Под конец вечера обычно то там, то здесь кто-нибудь возмущался, почему такой большой счет; песни за столами звучали громче, наши с Фюсун руки и ноги прижимались сильнее и иногда даже так запутывались, что мне казалось, я вот-вот лишусь чувств от счастья. Иногда его было столько, что я останавливал шедшего мимо уличного фотографа и просил его сфотографировать нас или звал цыганку погадать нам по руке. Сидя рядом с Фюсун, рука об руку, нога к ноге, я испытывал такую радость, будто мы едва познакомились, и пытался высчитать, когда мы поженимся; глядя на луну, погружался в счастливые мечты; и между делом выпивал еще стакан ракы со льдом, а потом, будто в замедленной съемке, с леденящим кровь удовольствием наблюдал, как передняя часть моего тела твердела и поднималась, но, ничуть не поддаваясь панике, чувствовал, что пребываю в таком состоянии, когда я достаточно далек, мы оба достаточно далеки от греха и преступления, словно прародители человека в раю, и предавался счастливым фантазиям и удовольствию пребывания рядом с Фюсун.
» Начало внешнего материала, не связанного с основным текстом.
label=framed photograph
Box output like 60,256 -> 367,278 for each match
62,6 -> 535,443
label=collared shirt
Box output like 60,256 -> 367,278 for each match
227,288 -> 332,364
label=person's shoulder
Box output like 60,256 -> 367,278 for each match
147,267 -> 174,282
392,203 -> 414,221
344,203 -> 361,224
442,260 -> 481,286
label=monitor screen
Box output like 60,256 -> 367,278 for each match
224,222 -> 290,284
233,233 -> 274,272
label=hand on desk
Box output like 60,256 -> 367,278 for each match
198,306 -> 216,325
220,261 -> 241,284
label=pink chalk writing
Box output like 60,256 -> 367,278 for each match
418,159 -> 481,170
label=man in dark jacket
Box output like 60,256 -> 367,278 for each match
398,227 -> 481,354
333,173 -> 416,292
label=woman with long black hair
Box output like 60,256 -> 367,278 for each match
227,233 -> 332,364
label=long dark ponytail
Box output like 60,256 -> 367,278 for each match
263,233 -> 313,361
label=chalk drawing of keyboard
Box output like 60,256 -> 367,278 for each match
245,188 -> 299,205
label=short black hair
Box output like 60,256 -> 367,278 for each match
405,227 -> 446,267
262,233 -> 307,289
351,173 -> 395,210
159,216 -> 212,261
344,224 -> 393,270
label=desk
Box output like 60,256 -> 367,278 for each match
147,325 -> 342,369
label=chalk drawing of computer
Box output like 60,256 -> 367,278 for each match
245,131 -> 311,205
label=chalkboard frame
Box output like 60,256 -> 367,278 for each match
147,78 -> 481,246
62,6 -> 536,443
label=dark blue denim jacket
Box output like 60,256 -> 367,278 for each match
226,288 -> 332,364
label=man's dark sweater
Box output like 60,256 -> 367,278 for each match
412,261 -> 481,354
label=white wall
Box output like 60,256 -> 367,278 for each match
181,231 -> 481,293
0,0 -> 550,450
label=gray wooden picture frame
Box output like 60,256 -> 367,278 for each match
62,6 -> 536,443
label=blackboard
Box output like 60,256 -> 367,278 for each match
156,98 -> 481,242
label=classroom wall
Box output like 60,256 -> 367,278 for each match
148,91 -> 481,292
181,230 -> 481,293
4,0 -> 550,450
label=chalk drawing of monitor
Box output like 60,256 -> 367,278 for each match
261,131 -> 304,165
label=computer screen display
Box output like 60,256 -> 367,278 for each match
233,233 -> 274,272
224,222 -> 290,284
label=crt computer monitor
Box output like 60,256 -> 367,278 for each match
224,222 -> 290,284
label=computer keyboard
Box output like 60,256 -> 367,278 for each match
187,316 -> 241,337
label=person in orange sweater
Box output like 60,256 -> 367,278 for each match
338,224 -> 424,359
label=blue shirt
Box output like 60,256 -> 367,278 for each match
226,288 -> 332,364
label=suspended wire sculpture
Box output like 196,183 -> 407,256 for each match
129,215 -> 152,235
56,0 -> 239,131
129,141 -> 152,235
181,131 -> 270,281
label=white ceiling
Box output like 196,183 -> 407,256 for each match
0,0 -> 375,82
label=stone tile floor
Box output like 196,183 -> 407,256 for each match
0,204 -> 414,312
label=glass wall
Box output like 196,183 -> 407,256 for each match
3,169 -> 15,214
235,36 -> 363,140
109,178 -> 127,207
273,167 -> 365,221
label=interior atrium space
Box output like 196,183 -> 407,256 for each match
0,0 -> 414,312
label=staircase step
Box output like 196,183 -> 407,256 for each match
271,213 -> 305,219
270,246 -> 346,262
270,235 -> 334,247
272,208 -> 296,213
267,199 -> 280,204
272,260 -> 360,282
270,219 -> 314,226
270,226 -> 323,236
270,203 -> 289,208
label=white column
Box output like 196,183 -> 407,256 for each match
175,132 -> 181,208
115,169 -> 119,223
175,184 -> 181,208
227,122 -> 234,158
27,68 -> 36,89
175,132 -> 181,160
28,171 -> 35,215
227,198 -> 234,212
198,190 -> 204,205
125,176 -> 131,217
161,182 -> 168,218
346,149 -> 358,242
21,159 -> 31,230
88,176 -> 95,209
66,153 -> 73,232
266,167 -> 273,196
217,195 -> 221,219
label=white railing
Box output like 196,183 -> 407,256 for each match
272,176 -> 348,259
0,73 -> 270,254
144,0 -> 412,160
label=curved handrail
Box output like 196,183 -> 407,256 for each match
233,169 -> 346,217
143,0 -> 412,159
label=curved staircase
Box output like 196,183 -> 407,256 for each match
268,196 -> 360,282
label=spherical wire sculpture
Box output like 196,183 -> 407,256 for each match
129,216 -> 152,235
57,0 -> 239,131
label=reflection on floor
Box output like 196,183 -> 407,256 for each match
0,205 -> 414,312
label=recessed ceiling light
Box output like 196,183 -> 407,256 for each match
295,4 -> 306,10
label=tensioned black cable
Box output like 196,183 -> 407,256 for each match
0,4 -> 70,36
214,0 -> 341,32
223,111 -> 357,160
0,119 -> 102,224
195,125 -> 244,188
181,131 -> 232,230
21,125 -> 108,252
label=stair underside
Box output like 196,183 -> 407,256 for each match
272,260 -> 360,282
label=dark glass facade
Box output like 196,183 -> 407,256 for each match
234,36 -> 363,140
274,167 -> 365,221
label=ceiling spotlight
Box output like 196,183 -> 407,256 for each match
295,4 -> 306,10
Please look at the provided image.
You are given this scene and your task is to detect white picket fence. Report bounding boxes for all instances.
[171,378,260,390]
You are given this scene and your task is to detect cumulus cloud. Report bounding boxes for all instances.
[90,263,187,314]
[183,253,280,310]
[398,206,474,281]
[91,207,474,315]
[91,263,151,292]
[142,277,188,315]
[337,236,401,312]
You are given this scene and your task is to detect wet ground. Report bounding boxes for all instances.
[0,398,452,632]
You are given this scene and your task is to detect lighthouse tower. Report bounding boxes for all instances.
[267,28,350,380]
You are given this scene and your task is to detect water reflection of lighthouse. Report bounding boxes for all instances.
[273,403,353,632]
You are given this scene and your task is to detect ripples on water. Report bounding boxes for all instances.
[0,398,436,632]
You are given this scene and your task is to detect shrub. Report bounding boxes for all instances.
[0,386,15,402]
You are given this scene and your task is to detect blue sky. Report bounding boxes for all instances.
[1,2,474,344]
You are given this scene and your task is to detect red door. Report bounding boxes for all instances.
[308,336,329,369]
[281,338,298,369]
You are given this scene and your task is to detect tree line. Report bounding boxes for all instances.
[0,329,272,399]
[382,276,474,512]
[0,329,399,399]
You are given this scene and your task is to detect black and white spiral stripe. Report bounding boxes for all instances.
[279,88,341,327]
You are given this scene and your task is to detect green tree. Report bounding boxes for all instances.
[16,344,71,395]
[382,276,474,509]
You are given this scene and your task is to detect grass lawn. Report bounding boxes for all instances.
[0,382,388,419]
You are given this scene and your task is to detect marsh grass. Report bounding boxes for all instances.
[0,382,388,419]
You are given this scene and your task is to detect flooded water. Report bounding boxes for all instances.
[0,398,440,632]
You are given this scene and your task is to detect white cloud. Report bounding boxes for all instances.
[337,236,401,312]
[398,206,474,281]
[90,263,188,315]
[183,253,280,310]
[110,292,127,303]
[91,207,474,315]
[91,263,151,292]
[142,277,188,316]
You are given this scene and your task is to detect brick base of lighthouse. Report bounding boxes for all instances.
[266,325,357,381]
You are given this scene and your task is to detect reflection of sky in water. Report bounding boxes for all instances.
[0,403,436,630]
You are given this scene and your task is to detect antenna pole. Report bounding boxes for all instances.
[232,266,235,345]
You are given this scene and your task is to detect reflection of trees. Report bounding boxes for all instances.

Не знаю, почему вне дома, на людях, под носом ее родителей мы могли быть близки так, как никогда не бывали дома. Но в те вечера я понял, что в будущем мы станем счастливой парой, что «мы подходим друг другу», говоря фразами из глянцевых журналах. И мы оба это чувствовали. С большим удовольствием вспоминаю теперь, как между делом она спрашивала меня: «Хочешь попробовать?», а я в ответ брал своей вилкой маленький кусочек бараньей котлеты с ее тарелки или оливки, косточки от которых бережет мой музей. Как-то вечером мы обернулись и долго болтали с другой парой, чем-то напоминающей нас (мужчина, шатен, за тридцать, и светлокожая девушка с темно-каштановыми волосами, примерно лет двадцати).

Тогда же случайно столкнулись с Мехмедом и Нурд-жихан, они выходили из «Мюджевхера», и, словом не обмолвившись о наших общих друзьях, принялись спорить, какое из лучших кафе-мороженых на Босфоре открыто в такой час. Расставаясь с ними, я, издалека указав на Фюсун и ее родителей, уже забравшихся в «шевроле», дверь которого придерживал перед ними Четин, сказал, что привез на Босфор своих родственников. В 1950-е и 1960-е годы в Стамбуле было очень мало легковых автомобилей, и богачи, привозившие себе машины из Америки или Европы, часто вывозили знакомых и родственников покататься по городу. (В детстве я много раз слышал, как мать говорила отцу: «Саадет-ханым с мужем и детьми хотят покататься. Ты не поедешь с ними? Давай тогда я поеду с Четином!» — мать иногда говорила «с водителем», на что отец почти всегда отвечал: «Ради бога, езжай сама, я занят».)

На обратном пути мы пели песни. Подначивал нас всегда Тарык-бей. Сначала он что-то мурлыкал, пытаясь вспомнить старую мелодию, потом просил включить радио, найти какую-нибудь известную песню или же, когда мы искали то, что слышали тем вечером в «Мюджевхере», начинал петь сам. Пока мы крутили ручку приемника, раздавались странные голоса на далеких, чужих языках, и мы на мгновение затихали. «Радио Москвы», — шептал тогда Тарык-бей. А потом понемногу расслаблялся, напевал первые слова вспомнившейся песни, и вскоре к нему присоединялись Фюсун с тетей Несибе. Так мы ехали под высокими чинарами, бросавшими темные тени, вдоль Босфора домой, а я поворачивался с переднего сиденья назад и пытался исполнить «Старые друзья» Польтекина Чеки, но стеснялся, так как почти не помнил слов.

Когда мы хором пели в машине, смеясь, болтали за ужином, самым счастливым из нас человеком была Фюсун. Однако, когда она уходила из дома, ей очень нравилось проводить время в «Копирке». Поэтому, если мне хотелось отправиться кататься по Босфору, я приглашал сначала тетю Несибе. А уж она никогда не упускала случая устроить нашу встречу с Фюсун. Другим способом было позвать Феридуна. Для этого как-то вечером мы прихватили с собой и одного его приятеля, кинооператора Йани, с которым тот никак не мог расстаться. Феридун от имени «Лимон-фильма» снимал с Йани рекламные ролики, я в эти дела не вмешивался, мне нравилось, что они сами зарабатывают немного денег. Иногда я спрашивал себя, как смогу видеть Фюсун, если Феридун вдруг разбогатеет и они переедут из дома тестя в свой собственный. И со стыдом понимал, что именно поэтому стремлюсь дружить с Феридуном.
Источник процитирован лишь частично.